Journal of South China University of Technology(Natural Science Edition) ›› 2025, Vol. 53 ›› Issue (5): 82-93.doi: 10.12141/j.issn.1000-565X.240480

• Computer Science & Technology • Previous Articles    

A Spatiotemporal Heterogeneous Two-Stage Fusion Network for Traffic Flow Forecasting

HOU Yue  YIN Jie  ZHANG Zhihao  LU Keke   

  • Online:2025-05-25 Published:2024-12-04

Abstract:

In response to the existing traffic flow prediction studies that fail to fully integrate complex spatiotemporal correlations and heterogeneities, this paper designs a traffic flow prediction network based on grid data—the Spatiotemporal Heterogeneous Two-Stage Fusion Neural Network (ST_HTFNN).

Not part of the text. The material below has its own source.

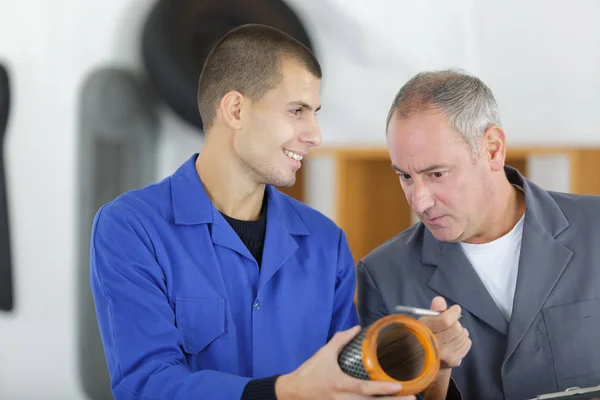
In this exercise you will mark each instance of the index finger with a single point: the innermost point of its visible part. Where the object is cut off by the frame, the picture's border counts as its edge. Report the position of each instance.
(444, 320)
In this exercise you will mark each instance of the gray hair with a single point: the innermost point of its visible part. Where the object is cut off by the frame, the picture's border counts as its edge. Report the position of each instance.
(468, 103)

This network employs a phased, hierarchical spatiotemporal feature extraction architecture, adopting a new model where the static and dynamic feature extraction stages are serialized. In the static feature extraction stage, a novel Mamba-Like Linear Attention (MLLA) block is introduced as a static heterogeneous fusion unit to achieve spatial correlation and heterogeneity fusion mining. In the dynamic feature extraction stage, a simple and efficient dynamic heterogeneous fusion unit is designed, combining dilated convolution with gating mechanisms to adaptively fuse and capture global and local spatiotemporal correlations and heterogeneities. Furthermore, to address the smoothing of road features during the deep convolution process at the road-level traffic flow characteristics, a road feature enhancement module is designed to reconstruct and enhance road information. Finally, an external disturbance feature fusion module is designed to integrate the impact of external disturbance features on traffic flow prediction results. Experimental results on three real-world traffic datasets—BikeNYC, TaxiCQ, and TaxiBJ—demonstrate that the ST_HTFNN model outperforms existing benchmark methods, with an average improvement of 6.13%, 2.06%, and 5.23% in the prediction accuracy evaluation metric MAE.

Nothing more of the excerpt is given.